To identify potential spa type changes, the spa types from the 319 patients with repeated
MRSA occurrence were analyzed (Fig. 1). Ninety-four percent of the patients had MRSA of only one spa type while 20 patients had two spa types. No one had more than two types. Of these 20 patients, seven had spa types so different from each other that they were considered to be two independent MRSA acquisitions. The remaining 13 patients had two spa types that were closely related.
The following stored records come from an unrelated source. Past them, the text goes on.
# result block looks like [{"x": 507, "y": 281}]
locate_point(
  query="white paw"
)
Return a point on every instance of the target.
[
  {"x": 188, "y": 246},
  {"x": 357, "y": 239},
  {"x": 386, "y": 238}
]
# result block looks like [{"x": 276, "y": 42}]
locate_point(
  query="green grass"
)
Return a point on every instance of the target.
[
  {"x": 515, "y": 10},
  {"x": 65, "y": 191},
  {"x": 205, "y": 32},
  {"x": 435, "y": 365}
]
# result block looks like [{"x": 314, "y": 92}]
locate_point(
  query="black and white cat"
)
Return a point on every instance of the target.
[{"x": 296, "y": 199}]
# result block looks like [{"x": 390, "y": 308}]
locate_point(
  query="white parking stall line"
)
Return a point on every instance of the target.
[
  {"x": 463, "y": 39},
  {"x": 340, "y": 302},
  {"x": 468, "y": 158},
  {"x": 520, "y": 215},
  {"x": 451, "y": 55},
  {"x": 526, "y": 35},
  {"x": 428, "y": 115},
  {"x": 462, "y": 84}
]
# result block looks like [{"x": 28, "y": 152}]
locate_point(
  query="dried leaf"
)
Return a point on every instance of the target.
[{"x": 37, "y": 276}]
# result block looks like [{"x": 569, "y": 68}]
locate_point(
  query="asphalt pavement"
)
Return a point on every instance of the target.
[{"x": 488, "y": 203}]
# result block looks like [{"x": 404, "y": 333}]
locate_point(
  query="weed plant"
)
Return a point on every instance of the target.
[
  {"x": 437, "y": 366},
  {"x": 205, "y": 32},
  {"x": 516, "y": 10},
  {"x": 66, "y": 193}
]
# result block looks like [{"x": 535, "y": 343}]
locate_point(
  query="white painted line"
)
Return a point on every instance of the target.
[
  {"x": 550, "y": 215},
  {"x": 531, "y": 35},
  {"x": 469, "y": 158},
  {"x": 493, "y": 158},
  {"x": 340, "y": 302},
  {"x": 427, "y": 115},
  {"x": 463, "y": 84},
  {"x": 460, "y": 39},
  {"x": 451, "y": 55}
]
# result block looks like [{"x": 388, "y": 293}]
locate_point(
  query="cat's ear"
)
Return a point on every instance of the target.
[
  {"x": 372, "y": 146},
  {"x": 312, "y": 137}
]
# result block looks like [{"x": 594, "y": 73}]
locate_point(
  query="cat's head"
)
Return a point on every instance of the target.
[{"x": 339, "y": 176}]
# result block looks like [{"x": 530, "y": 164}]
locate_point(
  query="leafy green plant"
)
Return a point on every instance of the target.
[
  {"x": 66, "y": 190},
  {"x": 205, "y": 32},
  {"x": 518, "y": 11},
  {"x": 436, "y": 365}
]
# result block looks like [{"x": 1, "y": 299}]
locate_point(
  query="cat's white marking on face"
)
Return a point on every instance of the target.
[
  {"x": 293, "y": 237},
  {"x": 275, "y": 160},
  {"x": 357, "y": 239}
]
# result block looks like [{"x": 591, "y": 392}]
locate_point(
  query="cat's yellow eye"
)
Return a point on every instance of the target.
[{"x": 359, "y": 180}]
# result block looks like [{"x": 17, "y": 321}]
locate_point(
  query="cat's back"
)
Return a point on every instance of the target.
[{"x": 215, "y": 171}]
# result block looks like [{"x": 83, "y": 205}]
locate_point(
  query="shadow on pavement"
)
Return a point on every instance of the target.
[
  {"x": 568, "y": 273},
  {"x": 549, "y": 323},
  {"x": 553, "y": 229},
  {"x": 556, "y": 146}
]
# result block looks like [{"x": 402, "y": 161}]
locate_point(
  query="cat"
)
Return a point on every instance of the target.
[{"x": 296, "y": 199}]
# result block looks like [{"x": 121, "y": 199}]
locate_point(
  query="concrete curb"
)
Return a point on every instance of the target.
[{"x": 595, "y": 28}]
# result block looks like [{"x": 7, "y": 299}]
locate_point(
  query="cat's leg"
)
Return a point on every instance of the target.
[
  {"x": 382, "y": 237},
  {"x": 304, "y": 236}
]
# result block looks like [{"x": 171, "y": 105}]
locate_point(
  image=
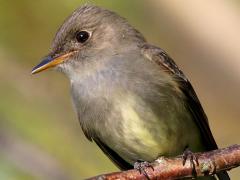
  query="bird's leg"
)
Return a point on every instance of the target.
[
  {"x": 140, "y": 165},
  {"x": 187, "y": 154}
]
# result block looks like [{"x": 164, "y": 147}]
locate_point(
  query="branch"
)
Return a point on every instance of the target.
[{"x": 209, "y": 163}]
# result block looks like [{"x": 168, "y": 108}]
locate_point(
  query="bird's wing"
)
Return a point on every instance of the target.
[{"x": 159, "y": 57}]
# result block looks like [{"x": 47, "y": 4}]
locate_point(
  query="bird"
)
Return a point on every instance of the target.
[{"x": 131, "y": 98}]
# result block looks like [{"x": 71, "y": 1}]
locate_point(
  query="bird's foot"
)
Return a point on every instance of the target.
[
  {"x": 141, "y": 165},
  {"x": 193, "y": 158}
]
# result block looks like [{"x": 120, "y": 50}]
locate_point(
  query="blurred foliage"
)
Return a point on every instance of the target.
[{"x": 36, "y": 112}]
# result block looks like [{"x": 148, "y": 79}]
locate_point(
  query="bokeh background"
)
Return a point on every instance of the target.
[{"x": 40, "y": 137}]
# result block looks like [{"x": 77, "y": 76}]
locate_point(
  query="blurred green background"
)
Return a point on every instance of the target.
[{"x": 40, "y": 137}]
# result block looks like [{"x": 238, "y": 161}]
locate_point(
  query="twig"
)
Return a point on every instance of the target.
[{"x": 210, "y": 163}]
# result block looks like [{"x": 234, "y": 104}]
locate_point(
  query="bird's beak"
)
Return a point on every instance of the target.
[{"x": 50, "y": 61}]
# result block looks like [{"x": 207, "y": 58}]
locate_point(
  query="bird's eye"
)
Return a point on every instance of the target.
[{"x": 82, "y": 36}]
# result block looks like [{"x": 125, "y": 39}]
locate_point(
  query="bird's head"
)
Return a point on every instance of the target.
[{"x": 89, "y": 34}]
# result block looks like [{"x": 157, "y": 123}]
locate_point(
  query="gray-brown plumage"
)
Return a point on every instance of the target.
[{"x": 130, "y": 96}]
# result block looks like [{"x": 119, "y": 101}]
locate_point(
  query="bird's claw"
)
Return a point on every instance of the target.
[
  {"x": 141, "y": 165},
  {"x": 193, "y": 158}
]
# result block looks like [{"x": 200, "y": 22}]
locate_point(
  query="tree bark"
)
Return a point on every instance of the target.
[{"x": 206, "y": 163}]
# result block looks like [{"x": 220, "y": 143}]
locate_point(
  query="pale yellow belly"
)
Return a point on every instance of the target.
[{"x": 148, "y": 137}]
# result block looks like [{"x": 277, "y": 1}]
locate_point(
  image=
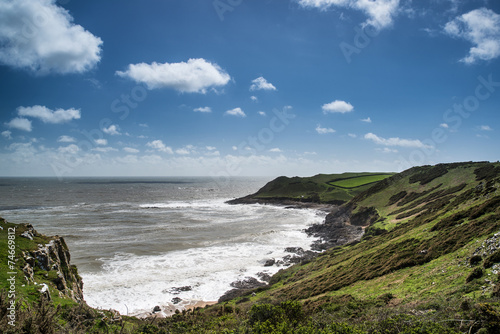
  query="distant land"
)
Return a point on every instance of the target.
[
  {"x": 321, "y": 188},
  {"x": 424, "y": 257}
]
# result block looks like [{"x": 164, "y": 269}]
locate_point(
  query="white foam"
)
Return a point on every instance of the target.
[{"x": 128, "y": 282}]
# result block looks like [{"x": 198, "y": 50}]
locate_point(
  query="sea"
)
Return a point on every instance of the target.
[{"x": 169, "y": 242}]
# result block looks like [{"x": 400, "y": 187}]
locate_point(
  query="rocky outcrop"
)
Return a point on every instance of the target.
[
  {"x": 53, "y": 258},
  {"x": 341, "y": 227}
]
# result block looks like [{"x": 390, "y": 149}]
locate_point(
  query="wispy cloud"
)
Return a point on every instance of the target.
[
  {"x": 193, "y": 76},
  {"x": 481, "y": 27},
  {"x": 395, "y": 141},
  {"x": 47, "y": 115},
  {"x": 323, "y": 131},
  {"x": 160, "y": 146},
  {"x": 380, "y": 12},
  {"x": 20, "y": 123},
  {"x": 203, "y": 109}
]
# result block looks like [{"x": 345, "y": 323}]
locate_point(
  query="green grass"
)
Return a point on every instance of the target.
[
  {"x": 358, "y": 181},
  {"x": 321, "y": 188}
]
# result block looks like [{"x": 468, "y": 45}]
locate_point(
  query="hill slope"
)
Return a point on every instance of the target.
[
  {"x": 321, "y": 188},
  {"x": 428, "y": 262}
]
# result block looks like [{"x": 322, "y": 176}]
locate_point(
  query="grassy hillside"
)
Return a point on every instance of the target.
[
  {"x": 429, "y": 262},
  {"x": 321, "y": 188}
]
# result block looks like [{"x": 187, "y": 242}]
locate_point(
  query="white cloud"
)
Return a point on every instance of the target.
[
  {"x": 195, "y": 76},
  {"x": 182, "y": 151},
  {"x": 20, "y": 123},
  {"x": 113, "y": 130},
  {"x": 481, "y": 27},
  {"x": 380, "y": 12},
  {"x": 40, "y": 36},
  {"x": 236, "y": 112},
  {"x": 323, "y": 131},
  {"x": 7, "y": 134},
  {"x": 387, "y": 150},
  {"x": 337, "y": 107},
  {"x": 204, "y": 109},
  {"x": 104, "y": 149},
  {"x": 395, "y": 141},
  {"x": 261, "y": 84},
  {"x": 131, "y": 150},
  {"x": 160, "y": 146},
  {"x": 70, "y": 149},
  {"x": 47, "y": 115},
  {"x": 66, "y": 139}
]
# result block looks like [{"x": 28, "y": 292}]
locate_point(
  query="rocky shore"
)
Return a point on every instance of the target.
[{"x": 340, "y": 227}]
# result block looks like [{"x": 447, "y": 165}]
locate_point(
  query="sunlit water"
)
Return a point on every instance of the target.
[{"x": 135, "y": 240}]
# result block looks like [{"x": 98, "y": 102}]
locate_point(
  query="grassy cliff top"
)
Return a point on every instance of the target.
[{"x": 321, "y": 188}]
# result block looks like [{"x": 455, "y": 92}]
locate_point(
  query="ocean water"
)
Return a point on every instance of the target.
[{"x": 136, "y": 241}]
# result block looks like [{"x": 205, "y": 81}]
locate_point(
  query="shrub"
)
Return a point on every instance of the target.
[{"x": 476, "y": 273}]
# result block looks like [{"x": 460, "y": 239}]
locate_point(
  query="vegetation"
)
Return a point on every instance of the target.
[
  {"x": 427, "y": 264},
  {"x": 321, "y": 188}
]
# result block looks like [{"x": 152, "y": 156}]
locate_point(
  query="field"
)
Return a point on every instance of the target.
[{"x": 321, "y": 188}]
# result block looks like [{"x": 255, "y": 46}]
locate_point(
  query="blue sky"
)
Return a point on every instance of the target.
[{"x": 236, "y": 87}]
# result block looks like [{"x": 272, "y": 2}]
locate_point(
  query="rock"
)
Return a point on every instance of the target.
[
  {"x": 270, "y": 263},
  {"x": 54, "y": 256},
  {"x": 265, "y": 277},
  {"x": 177, "y": 290},
  {"x": 247, "y": 283}
]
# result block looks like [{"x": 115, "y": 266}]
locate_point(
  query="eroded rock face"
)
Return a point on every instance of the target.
[{"x": 54, "y": 257}]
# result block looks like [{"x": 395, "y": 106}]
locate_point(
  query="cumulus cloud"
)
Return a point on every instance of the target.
[
  {"x": 40, "y": 36},
  {"x": 380, "y": 12},
  {"x": 236, "y": 112},
  {"x": 337, "y": 107},
  {"x": 203, "y": 109},
  {"x": 66, "y": 139},
  {"x": 47, "y": 115},
  {"x": 323, "y": 131},
  {"x": 485, "y": 128},
  {"x": 20, "y": 123},
  {"x": 131, "y": 150},
  {"x": 261, "y": 84},
  {"x": 160, "y": 146},
  {"x": 193, "y": 76},
  {"x": 395, "y": 141},
  {"x": 113, "y": 130},
  {"x": 7, "y": 134},
  {"x": 481, "y": 27}
]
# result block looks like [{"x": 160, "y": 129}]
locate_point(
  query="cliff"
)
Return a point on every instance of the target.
[{"x": 41, "y": 264}]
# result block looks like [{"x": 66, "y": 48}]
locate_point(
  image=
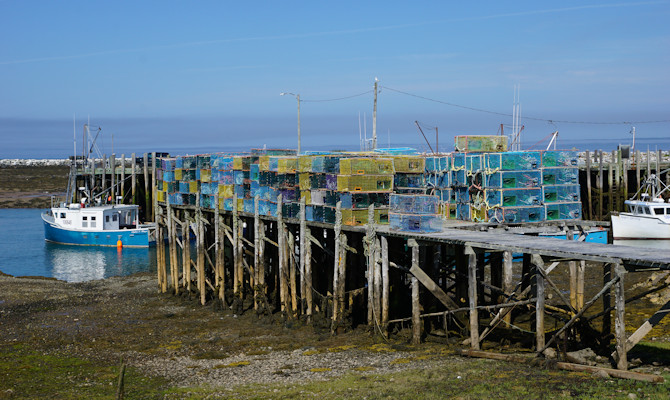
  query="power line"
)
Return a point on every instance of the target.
[
  {"x": 337, "y": 99},
  {"x": 551, "y": 121}
]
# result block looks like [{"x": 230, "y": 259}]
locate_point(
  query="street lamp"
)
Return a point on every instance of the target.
[{"x": 297, "y": 96}]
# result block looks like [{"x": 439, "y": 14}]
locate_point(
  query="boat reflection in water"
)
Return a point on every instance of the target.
[{"x": 86, "y": 263}]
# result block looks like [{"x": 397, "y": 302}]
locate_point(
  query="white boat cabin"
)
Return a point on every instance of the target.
[
  {"x": 656, "y": 208},
  {"x": 99, "y": 218}
]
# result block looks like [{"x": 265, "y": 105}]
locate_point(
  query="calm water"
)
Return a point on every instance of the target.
[{"x": 25, "y": 253}]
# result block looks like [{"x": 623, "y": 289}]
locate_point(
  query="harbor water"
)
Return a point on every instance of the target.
[{"x": 26, "y": 253}]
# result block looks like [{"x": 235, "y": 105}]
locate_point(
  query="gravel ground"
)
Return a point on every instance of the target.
[{"x": 190, "y": 345}]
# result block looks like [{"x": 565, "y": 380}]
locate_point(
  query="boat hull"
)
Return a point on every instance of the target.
[
  {"x": 591, "y": 236},
  {"x": 629, "y": 226},
  {"x": 128, "y": 237}
]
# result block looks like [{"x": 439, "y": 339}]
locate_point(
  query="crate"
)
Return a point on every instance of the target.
[
  {"x": 516, "y": 214},
  {"x": 361, "y": 216},
  {"x": 438, "y": 164},
  {"x": 413, "y": 204},
  {"x": 304, "y": 181},
  {"x": 447, "y": 211},
  {"x": 463, "y": 211},
  {"x": 484, "y": 143},
  {"x": 439, "y": 180},
  {"x": 408, "y": 164},
  {"x": 513, "y": 179},
  {"x": 414, "y": 223},
  {"x": 194, "y": 187},
  {"x": 287, "y": 165},
  {"x": 209, "y": 188},
  {"x": 474, "y": 162},
  {"x": 326, "y": 164},
  {"x": 227, "y": 177},
  {"x": 364, "y": 183},
  {"x": 305, "y": 163},
  {"x": 513, "y": 197},
  {"x": 513, "y": 161},
  {"x": 402, "y": 180},
  {"x": 560, "y": 158},
  {"x": 241, "y": 163},
  {"x": 560, "y": 211},
  {"x": 459, "y": 177},
  {"x": 366, "y": 166},
  {"x": 560, "y": 176},
  {"x": 226, "y": 190}
]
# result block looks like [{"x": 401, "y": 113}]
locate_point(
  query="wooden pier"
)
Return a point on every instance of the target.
[{"x": 458, "y": 281}]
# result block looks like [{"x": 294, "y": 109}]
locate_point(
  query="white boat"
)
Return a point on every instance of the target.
[
  {"x": 647, "y": 214},
  {"x": 96, "y": 220},
  {"x": 104, "y": 225}
]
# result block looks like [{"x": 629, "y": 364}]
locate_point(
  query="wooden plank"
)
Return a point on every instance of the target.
[
  {"x": 416, "y": 307},
  {"x": 472, "y": 296},
  {"x": 620, "y": 324},
  {"x": 539, "y": 305},
  {"x": 385, "y": 284}
]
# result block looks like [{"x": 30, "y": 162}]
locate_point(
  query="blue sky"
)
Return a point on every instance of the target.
[{"x": 206, "y": 76}]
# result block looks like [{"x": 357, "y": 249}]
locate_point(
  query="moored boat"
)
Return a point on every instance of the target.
[
  {"x": 104, "y": 225},
  {"x": 647, "y": 214}
]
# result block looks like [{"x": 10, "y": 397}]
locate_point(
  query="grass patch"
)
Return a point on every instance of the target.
[{"x": 29, "y": 374}]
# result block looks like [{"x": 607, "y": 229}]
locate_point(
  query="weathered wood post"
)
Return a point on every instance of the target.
[
  {"x": 508, "y": 279},
  {"x": 472, "y": 295},
  {"x": 589, "y": 207},
  {"x": 236, "y": 254},
  {"x": 620, "y": 324},
  {"x": 539, "y": 304},
  {"x": 133, "y": 179},
  {"x": 385, "y": 285},
  {"x": 186, "y": 251},
  {"x": 416, "y": 305},
  {"x": 336, "y": 268},
  {"x": 123, "y": 179},
  {"x": 302, "y": 243},
  {"x": 112, "y": 186}
]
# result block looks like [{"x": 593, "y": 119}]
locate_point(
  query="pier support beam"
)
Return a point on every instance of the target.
[{"x": 472, "y": 296}]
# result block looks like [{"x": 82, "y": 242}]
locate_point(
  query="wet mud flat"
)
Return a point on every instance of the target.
[
  {"x": 64, "y": 340},
  {"x": 31, "y": 186}
]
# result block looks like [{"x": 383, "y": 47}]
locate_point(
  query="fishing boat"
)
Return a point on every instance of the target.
[
  {"x": 90, "y": 217},
  {"x": 104, "y": 225},
  {"x": 647, "y": 214}
]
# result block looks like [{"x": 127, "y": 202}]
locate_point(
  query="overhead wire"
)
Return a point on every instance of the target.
[{"x": 551, "y": 121}]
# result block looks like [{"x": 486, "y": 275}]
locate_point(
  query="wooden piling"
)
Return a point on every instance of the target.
[
  {"x": 508, "y": 279},
  {"x": 385, "y": 285},
  {"x": 472, "y": 296},
  {"x": 589, "y": 206},
  {"x": 620, "y": 324},
  {"x": 133, "y": 179},
  {"x": 539, "y": 304},
  {"x": 186, "y": 251}
]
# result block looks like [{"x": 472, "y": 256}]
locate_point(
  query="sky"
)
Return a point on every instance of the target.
[{"x": 206, "y": 76}]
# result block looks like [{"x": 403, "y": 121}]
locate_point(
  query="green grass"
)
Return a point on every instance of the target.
[{"x": 28, "y": 374}]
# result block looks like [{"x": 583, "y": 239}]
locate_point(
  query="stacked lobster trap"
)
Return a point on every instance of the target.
[{"x": 478, "y": 182}]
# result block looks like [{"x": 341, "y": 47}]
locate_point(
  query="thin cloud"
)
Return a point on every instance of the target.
[{"x": 330, "y": 33}]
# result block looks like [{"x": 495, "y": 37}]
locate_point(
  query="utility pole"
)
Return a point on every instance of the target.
[{"x": 374, "y": 119}]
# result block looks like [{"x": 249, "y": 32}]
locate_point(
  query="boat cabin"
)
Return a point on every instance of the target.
[
  {"x": 651, "y": 208},
  {"x": 113, "y": 217}
]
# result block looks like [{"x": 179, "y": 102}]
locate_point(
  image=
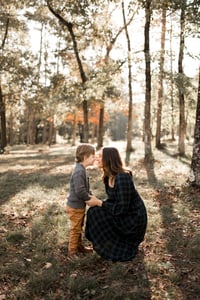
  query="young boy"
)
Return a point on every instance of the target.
[{"x": 79, "y": 193}]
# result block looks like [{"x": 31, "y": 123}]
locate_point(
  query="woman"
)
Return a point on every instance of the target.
[{"x": 116, "y": 226}]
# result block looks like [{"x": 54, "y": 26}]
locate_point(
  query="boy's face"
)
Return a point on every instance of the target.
[{"x": 89, "y": 161}]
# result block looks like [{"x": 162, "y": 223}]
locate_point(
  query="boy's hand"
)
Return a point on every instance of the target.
[{"x": 94, "y": 201}]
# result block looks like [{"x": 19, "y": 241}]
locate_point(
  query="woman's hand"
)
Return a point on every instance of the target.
[{"x": 94, "y": 201}]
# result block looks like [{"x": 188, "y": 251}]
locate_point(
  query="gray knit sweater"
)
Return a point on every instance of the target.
[{"x": 79, "y": 187}]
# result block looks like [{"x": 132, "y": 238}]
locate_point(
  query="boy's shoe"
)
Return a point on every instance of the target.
[
  {"x": 72, "y": 257},
  {"x": 83, "y": 249}
]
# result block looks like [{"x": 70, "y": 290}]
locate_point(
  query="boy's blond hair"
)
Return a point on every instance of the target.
[{"x": 84, "y": 150}]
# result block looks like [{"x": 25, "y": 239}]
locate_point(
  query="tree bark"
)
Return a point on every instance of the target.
[
  {"x": 160, "y": 80},
  {"x": 194, "y": 177},
  {"x": 130, "y": 103},
  {"x": 147, "y": 113},
  {"x": 181, "y": 141},
  {"x": 83, "y": 76},
  {"x": 3, "y": 120}
]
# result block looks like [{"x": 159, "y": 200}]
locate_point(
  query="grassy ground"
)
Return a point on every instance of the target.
[{"x": 34, "y": 231}]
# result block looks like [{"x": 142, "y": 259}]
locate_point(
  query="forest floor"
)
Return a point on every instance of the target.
[{"x": 34, "y": 182}]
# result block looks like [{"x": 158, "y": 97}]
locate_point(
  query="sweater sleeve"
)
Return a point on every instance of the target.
[
  {"x": 81, "y": 187},
  {"x": 123, "y": 194}
]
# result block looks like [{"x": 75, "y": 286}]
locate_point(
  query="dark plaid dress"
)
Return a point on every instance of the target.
[{"x": 118, "y": 227}]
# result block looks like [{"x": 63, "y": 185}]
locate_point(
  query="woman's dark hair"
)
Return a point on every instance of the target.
[{"x": 112, "y": 163}]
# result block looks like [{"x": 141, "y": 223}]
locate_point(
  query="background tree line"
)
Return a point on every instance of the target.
[{"x": 98, "y": 63}]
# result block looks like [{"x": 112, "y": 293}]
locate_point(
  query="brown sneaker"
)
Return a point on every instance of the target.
[{"x": 83, "y": 249}]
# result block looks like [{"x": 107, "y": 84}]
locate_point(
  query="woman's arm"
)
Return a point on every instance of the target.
[
  {"x": 123, "y": 196},
  {"x": 94, "y": 201}
]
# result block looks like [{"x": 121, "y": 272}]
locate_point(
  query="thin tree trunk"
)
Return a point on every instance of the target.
[
  {"x": 194, "y": 178},
  {"x": 130, "y": 104},
  {"x": 3, "y": 120},
  {"x": 172, "y": 87},
  {"x": 101, "y": 127},
  {"x": 147, "y": 112},
  {"x": 160, "y": 80},
  {"x": 51, "y": 131},
  {"x": 181, "y": 142},
  {"x": 83, "y": 76}
]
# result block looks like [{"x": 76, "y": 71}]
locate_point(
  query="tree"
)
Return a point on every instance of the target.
[
  {"x": 147, "y": 113},
  {"x": 130, "y": 110},
  {"x": 160, "y": 80},
  {"x": 3, "y": 141},
  {"x": 194, "y": 177},
  {"x": 181, "y": 141}
]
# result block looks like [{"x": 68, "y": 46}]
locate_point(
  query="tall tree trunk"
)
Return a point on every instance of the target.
[
  {"x": 181, "y": 141},
  {"x": 101, "y": 127},
  {"x": 3, "y": 139},
  {"x": 74, "y": 129},
  {"x": 194, "y": 178},
  {"x": 172, "y": 87},
  {"x": 147, "y": 113},
  {"x": 83, "y": 76},
  {"x": 51, "y": 131},
  {"x": 3, "y": 120},
  {"x": 130, "y": 104},
  {"x": 160, "y": 80},
  {"x": 106, "y": 60}
]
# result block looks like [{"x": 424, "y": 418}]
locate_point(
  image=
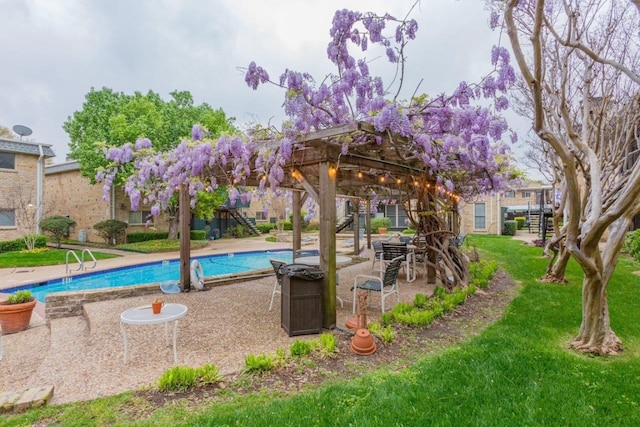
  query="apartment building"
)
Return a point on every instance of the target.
[{"x": 22, "y": 166}]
The gender and age, spa type and body site of MRSA isolate, and time between sampling for these isolates is shown in Table 1. The age of the patients varied from 19 to 90. Between two and 17 MRSA isolates were recovered from each patient. The time from the first to the last recording of MRSA was hypoxia-inducible factor pathway between 0 (simultaneously) and 22 months. Out of 88 isolates, the largest group (40) was from skin and soft tissue infection, 23 samples from the nose and 13 from the throat. To further evaluate whether the paired isolates from the same patient were clonally related, a multiple-locus variable number tandem repeat analysis (MLVA) was performed,
based on the method described by Schouls et al. (2009). The discriminatory power of this MLVA is the same as pulsed-field gel electrophoresis and MLVA types can be clustered into MLVA complexes, which coincide with MLST clonal Akt inhibitor complexes (Schouls et al., 2009). In the present study, the MLVA was performed with seven primer pairs (spa-primers were excluded). For PCR, fluorescent dyes were omitted. PCR bands were fragmented on a Qiaxcel
System (Qiagen, Hilden, Germany) and band sizes were determined using the qiaxcel biocalculator software. MLVA analysis was performed on the first isolate of Ancestor and Variant spa types. Thirteen of 319 patients Thalidomide (4%) with a total of 30 MRSA isolates had two spa types with changes that could be assigned to mutational events, suggesting clonal microevolution in the spa repeat region. Twelve different events of spa type change were found; one change was found in two individuals (Table 2). MLVA analysis confirmed that all pairs of isolates were clonally related. All pairs of Ancestor and Variant exhibited identical band patterns except one case with a single band difference (data not shown). The most common mutational event detected was a deletion of spa repeats (10 events), followed by repeat duplication (three events) and point mutation (one event) (Table 2). This was in agreement with the changes found by Kahl et al. (2005) and Sakwinska et al. (2010). Between one and nine repeats were deleted. In two cases (patients 7 and 9), the deletion seemed to be not of a repeat but of 24 bps spanning two repeats, thereby creating a new repeat from parts of the two original repeats. Three changes probably involved repeat duplication. In the first case, spa types t005 and t1276 were involved (patient 3; Table 2). Because t005 is often found in Copenhagen, we consider it to be the Ancestor.